Carlson has submitted his findings to the Illinois Attorney General’s Office noting evidence pointing to years of concealed activity and financial injury, insisting the case may go beyond civil wrongdoing.
The Consumer Protection Division of the Illinois Attorney General's Office noted receipt of Carlson’s claim in April 2025. A call made to the Illinois Attorney General's Office by Chicago City Wire was not returned by press time.
“The company needs to be investigated because there is new information that just surfaced weeks ago,” Carlson told Chicago City Wire.
Carlson, an Illinois native who now lives in Colorado, built his early career at the Chicago Board Options Exchange and still maintains LLCs and professional ties in the trading world.
A former member of all three major Chicago trading exchanges, Carlson attributes the situation to events that began in the early years of Belvedere Trading.
Founded in January 2002, the company had reached $100M in profits by 2007.
Belvedere has since grown into a global proprietary trading powerhouse.
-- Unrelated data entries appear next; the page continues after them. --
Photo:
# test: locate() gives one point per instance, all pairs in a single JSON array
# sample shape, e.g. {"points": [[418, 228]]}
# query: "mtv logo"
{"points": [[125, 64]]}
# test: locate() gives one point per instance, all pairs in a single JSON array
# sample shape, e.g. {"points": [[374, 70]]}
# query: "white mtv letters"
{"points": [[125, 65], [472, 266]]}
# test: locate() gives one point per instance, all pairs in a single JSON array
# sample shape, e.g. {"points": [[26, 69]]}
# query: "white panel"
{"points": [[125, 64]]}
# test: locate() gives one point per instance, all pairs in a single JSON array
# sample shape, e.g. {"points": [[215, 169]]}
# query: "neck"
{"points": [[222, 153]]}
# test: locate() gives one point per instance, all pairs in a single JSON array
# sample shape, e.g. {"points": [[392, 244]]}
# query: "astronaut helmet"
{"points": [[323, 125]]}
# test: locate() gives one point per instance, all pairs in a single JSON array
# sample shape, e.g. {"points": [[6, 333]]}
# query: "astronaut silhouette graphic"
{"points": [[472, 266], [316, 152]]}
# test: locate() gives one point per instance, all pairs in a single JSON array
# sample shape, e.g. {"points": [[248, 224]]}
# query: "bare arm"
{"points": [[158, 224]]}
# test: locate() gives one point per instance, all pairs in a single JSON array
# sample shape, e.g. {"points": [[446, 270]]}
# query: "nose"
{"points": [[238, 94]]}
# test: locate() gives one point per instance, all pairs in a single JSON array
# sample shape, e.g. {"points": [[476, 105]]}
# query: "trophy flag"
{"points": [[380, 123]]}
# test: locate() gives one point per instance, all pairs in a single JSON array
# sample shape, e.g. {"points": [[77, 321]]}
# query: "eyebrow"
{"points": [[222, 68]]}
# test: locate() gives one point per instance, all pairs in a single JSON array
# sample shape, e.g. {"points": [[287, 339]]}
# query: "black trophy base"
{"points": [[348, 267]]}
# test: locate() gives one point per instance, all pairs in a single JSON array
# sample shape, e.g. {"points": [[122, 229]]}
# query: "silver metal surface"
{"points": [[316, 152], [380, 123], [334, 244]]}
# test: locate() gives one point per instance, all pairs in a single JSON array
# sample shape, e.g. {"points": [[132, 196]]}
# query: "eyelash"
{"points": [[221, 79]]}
Currently, Belvedere Trading LLC is valued at $3–5 billion and generates annual earnings of up to $500 million.
“It's a multi-billion dollar company that I started alone,” Carlson said.
Carlson insists much of that success is due to his initial efforts and vision.
He claims that after stepping back briefly in 2005 for health reasons, a group of younger partners began pushing him out and hiding key financial records and transactions.
“Younger guys wanted the founder out. And the conduct — and this is all documented,” he said. “Conduct and behavior and actions that took place where we're fiduciaries, and essentially a number of younger guys in the company thought they owned the company.”
Carlson has spent over a decade challenging a 2007 settlement under which he was paid $17.5 million. That challenge has included multiple arbitrations and lawsuits, including legal malpractice claims and appeals up to the U.S. Supreme Court, which declined to hear the case in 2023.
In December 2008, Carlson presented documentation to U.S. Attorney Patrick Collins detailing alleged wire fraud, financial misrepresentation and unauthorized transfers, but no action was taken
In a sworn affidavit dated March 27, 2025, Carlson accused former partners Thomas Hutchinson and Owen O'Neill of orchestrating a scheme to oust him from the company and divert funds.
Carlson said that a 2010 forensic report by CPA Robert Cooper—commissioned by Carlson but allegedly concealed until late 2024—provides evidence of fraud, including improper wire transfers and misrepresented equity calculations that formed the basis of a 2008 $17.5 million buyout settlement.
The recently disclosed report confirms Carlson held a 43% stake in the firm—significantly more than what was used in his payout—and supports his claim that the release may be void due to withheld information.
“I was deprived of approximately $53 million dollars of my ownership interest in Belvedere,” Carlson said in the affidavit.
The Cooper report concludes that Carlson could not have reasonably understood or verified the profit allocations used to calculate his 2007 buyout due to incomplete and misleading financial disclosures by his partners, and that key provisions of the firm's operating agreement—particularly those governing profit allocation—were not properly followed.
According to Carlson, Cooper’s report also included detailed financial analysis that shows multiple unauthorized wire transfers of company funds, including seven-figure amounts and payments to spouses for silence, were made from old accounts to new JPMorgan Chase accounts while Carlson was still Managing Member.
“It's not good,” he said. “I mean, it’s really, really bad conduct and these are big dollars.”
He also believes legal remedies may still exist despite previous settlements, which he claims were based on incomplete or intentionally misleading information.
Carlson is urging law enforcement and regulatory agencies to take formal action.
“It’s too big of an event for this to not be fully addressed and fully investigated,” he said.